Saad Hariri, hier, à Baabda. Photo Nabil Ismaïl
On s’explique. Le paysage politique libanais est aujourd’hui construit de telle sorte que pour ne serait-ce que former un gouvernement, il est nécessaire que tous les grands leaders politiques participent au processus, ou à défaut au moins un leader de chaque communauté. Le système – qui est en fait en soi une dérive puisque cette logique n’a rien de constitutionnel – ne peut ainsi « fonctionner » qu’avec des gouvernements de coalition qui reposent sur le plus petit dénominateur commun et qui ont pour principal effet de neutraliser tous les désaccords et de faire le jeu de l’immobilisme. Or, il est désormais impossible pour toutes les parties de s’entendre sur une formule commune, la révolution d’octobre ayant rebattu les cartes et poussé chacun à faire son propre calcul. Autrement dit : les dirigeants libanais ne sont plus aujourd’hui en mesure de « faire semblant » de gouverner.
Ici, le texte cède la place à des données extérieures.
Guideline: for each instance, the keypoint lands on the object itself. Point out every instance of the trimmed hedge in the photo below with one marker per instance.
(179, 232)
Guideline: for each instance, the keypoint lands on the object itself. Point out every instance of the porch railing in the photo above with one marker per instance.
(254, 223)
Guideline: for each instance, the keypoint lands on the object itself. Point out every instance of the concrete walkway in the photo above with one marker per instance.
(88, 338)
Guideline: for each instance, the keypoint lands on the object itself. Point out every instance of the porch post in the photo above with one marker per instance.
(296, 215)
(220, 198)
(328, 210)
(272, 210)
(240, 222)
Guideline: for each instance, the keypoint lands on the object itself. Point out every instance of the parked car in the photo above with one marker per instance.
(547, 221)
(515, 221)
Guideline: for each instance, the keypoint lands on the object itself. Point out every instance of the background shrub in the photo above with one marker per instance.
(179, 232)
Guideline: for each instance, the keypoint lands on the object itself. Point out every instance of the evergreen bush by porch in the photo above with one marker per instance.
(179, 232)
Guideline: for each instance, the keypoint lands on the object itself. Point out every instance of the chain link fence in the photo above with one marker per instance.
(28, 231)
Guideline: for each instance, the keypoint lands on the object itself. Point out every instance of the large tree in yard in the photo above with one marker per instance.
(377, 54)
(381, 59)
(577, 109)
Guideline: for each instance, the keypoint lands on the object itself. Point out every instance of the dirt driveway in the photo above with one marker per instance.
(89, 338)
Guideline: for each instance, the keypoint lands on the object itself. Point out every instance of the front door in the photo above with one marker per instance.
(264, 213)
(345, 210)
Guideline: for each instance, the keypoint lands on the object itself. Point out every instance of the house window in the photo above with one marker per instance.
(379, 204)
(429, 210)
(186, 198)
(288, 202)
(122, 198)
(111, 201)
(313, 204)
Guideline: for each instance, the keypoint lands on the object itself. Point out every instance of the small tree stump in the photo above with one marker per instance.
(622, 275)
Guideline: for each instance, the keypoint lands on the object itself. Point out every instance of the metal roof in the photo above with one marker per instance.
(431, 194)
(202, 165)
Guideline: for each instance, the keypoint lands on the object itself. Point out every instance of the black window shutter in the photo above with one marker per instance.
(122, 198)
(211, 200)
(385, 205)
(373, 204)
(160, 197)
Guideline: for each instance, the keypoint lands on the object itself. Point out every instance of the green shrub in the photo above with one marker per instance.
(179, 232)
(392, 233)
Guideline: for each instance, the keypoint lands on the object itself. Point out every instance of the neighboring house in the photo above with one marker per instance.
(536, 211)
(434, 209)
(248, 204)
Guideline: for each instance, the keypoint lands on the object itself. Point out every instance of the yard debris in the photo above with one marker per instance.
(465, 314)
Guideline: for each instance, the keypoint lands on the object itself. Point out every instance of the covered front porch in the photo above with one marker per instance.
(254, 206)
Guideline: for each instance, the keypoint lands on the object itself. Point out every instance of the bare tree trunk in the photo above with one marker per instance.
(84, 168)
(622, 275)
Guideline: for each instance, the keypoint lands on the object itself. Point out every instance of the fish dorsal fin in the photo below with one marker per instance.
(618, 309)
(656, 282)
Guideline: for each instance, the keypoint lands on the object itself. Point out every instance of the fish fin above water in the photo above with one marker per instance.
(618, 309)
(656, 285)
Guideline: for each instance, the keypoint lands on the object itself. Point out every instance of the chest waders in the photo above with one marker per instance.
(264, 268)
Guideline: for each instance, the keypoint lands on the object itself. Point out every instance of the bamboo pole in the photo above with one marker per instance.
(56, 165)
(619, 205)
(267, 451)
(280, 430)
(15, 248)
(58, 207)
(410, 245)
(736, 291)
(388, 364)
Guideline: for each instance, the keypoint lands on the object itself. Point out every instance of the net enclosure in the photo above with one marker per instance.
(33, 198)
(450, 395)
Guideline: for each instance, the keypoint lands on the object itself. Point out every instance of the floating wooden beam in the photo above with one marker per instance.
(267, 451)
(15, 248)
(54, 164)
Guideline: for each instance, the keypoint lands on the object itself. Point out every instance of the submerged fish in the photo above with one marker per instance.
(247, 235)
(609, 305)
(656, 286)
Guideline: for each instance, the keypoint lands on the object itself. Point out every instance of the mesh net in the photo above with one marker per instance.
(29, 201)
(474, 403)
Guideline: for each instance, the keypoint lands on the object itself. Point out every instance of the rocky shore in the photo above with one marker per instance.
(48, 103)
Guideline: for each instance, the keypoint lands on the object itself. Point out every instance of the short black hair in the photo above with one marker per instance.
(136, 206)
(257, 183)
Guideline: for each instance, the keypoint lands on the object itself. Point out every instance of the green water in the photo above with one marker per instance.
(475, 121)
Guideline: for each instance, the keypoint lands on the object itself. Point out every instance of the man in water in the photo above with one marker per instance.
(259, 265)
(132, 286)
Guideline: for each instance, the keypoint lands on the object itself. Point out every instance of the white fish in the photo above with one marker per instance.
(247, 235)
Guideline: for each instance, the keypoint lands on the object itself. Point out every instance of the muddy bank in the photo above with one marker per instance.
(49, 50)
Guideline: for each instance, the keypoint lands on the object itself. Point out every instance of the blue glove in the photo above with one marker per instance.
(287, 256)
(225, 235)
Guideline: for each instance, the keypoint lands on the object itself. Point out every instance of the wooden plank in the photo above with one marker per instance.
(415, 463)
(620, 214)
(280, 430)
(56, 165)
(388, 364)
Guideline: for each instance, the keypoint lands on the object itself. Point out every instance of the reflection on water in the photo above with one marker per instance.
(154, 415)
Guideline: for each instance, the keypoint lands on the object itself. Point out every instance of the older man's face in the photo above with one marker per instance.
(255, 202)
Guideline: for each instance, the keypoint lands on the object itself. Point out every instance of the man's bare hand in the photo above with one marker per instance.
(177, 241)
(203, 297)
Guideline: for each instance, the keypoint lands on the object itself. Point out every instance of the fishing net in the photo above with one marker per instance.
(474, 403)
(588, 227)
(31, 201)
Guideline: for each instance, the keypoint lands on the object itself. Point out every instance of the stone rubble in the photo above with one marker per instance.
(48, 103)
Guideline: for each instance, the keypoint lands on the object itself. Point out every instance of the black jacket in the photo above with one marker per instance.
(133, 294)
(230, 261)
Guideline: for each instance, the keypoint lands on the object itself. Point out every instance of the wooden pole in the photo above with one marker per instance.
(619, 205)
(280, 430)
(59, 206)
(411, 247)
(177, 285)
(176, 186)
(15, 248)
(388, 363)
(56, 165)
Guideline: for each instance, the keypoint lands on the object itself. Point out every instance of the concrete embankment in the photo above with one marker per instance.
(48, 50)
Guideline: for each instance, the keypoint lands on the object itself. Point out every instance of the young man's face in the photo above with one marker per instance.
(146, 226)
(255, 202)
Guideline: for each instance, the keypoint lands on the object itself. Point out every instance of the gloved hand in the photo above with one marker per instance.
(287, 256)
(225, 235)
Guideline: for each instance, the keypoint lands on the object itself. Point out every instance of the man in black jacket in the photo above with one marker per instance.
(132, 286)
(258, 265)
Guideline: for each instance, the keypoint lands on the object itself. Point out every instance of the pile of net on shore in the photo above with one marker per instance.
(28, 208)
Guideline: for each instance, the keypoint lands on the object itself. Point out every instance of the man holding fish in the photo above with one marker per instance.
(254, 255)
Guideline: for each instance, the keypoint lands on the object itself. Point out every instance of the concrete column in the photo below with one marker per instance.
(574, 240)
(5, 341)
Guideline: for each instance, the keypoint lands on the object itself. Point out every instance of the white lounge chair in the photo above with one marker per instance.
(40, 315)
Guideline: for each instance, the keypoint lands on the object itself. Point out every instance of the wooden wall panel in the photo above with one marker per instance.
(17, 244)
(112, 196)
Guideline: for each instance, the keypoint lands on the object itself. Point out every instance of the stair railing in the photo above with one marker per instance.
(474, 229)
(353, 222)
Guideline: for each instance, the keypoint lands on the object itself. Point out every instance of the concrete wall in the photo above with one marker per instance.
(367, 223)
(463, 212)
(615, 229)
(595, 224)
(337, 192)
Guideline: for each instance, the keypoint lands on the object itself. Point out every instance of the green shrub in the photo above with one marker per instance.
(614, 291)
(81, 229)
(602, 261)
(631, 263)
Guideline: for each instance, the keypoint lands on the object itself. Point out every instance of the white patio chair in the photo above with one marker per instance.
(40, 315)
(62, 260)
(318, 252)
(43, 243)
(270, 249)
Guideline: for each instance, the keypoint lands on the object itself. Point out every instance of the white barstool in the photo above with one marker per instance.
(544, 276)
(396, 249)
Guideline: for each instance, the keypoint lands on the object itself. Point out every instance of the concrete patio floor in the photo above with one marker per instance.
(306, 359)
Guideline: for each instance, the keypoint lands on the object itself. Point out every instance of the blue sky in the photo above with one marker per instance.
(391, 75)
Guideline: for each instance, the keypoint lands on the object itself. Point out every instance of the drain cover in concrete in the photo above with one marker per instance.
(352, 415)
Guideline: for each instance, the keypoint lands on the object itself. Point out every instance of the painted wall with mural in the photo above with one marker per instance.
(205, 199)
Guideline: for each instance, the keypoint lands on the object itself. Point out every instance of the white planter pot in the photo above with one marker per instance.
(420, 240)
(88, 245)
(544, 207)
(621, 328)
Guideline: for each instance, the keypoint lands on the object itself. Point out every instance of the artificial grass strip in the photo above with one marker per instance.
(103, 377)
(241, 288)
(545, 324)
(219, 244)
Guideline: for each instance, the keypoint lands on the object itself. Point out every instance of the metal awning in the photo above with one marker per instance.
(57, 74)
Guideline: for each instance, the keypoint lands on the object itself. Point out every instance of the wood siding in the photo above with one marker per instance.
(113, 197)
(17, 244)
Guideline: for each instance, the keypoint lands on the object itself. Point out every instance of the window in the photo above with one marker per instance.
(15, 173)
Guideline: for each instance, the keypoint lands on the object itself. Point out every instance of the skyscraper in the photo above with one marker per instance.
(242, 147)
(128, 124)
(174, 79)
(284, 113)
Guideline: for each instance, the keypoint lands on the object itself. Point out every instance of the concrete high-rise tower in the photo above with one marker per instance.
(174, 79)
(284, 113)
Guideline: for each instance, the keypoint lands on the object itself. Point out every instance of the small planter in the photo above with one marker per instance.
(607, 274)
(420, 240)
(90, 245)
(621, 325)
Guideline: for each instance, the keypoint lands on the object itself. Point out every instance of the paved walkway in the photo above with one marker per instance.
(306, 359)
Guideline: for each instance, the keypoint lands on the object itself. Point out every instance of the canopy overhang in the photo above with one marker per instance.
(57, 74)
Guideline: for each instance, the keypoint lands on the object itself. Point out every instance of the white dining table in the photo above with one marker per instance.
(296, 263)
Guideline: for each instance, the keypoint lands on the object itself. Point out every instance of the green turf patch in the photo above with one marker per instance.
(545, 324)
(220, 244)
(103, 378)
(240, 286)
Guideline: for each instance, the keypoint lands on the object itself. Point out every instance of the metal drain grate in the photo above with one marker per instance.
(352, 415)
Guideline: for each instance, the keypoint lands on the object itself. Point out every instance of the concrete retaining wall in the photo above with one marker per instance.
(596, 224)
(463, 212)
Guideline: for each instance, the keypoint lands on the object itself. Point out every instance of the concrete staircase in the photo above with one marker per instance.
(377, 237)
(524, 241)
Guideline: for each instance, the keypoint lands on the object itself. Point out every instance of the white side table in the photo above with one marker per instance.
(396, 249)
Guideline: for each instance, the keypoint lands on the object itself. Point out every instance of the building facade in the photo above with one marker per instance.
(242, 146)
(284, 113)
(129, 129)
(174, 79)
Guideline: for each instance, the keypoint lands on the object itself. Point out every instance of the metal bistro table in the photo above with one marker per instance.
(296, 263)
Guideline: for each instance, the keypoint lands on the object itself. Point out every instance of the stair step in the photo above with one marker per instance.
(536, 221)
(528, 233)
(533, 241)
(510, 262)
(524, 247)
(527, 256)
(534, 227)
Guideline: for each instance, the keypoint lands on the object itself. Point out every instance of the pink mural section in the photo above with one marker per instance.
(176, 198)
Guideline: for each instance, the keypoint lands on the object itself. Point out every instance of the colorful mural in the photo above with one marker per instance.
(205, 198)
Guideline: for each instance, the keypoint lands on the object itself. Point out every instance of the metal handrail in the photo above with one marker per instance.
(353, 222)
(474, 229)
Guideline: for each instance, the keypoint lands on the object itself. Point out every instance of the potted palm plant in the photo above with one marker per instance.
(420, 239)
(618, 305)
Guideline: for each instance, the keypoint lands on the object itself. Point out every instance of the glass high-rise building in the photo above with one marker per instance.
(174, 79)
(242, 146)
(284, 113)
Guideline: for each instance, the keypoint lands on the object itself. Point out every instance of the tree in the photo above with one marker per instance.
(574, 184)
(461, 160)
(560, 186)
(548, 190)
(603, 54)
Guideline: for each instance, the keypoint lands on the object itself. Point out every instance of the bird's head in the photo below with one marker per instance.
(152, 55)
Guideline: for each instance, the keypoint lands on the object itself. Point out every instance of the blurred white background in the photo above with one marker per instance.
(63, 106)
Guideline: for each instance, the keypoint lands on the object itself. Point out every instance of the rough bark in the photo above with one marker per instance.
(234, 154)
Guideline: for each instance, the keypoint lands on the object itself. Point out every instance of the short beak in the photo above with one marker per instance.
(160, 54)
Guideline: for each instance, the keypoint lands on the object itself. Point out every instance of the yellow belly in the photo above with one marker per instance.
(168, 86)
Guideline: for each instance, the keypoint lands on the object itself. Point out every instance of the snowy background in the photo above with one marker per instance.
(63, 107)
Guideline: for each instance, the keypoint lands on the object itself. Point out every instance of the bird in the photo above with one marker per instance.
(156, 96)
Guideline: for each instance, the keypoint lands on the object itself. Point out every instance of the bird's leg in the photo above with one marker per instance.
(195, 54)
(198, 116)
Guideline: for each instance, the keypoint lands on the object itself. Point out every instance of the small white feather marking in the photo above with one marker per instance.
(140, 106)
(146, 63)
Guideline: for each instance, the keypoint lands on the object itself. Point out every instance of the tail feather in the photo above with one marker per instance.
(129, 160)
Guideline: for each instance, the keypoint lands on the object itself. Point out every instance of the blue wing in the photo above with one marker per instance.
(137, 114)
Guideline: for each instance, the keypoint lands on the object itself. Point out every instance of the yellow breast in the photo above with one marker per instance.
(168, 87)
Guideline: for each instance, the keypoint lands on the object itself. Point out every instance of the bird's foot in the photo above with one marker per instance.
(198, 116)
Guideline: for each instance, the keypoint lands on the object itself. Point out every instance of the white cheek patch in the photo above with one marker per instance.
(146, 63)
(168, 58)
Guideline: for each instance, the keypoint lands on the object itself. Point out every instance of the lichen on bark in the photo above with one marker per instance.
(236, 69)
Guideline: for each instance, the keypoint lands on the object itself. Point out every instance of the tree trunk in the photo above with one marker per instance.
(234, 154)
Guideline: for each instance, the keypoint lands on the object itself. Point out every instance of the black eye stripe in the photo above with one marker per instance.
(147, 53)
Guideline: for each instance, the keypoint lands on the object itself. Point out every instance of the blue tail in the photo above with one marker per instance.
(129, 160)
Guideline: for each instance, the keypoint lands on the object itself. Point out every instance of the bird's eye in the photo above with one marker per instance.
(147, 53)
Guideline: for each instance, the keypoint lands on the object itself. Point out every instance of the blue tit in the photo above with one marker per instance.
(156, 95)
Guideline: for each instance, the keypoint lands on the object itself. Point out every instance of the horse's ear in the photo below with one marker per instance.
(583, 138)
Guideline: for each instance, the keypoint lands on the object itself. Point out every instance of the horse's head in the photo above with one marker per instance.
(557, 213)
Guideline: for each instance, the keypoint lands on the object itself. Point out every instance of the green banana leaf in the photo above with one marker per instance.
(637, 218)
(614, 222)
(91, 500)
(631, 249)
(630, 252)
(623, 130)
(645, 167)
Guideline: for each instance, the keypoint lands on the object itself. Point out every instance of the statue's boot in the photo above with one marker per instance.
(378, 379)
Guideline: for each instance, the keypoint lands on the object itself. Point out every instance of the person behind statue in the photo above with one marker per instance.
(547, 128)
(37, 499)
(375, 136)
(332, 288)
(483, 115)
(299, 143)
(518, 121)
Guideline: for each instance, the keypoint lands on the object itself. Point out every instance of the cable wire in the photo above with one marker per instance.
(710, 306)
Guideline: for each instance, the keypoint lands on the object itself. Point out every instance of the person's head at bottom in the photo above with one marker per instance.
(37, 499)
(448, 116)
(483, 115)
Il leur est d’autant plus difficile d’y prétendre que les enjeux sont dantesques et que les pressions locales et internationales sont tous les jours un peu plus fortes.
Absence d’alternative
La communauté internationale a conditionné l’aide financière structurelle – seule façon de donner un peu d’oxygène au pays – à une série de réformes. En raison des intérêts contraires qui l’animent, sans même prendre en considération l’incompétence de ses membres, le gouvernement d’union nationale n’est pas en capacité de les mettre en œuvre, encore moins dans une situation propice à la surenchère politique. Demandez à dix personnes de scier, ensemble, la branche sur laquelle ils sont assis, et le résultat le plus probable est qu’ils se disputeront à la fois pour savoir qui doit tenir la scie et quelle partie de la branche doit être amputée en priorité. Voilà ce qui se joue, en partie, depuis des mois au Liban.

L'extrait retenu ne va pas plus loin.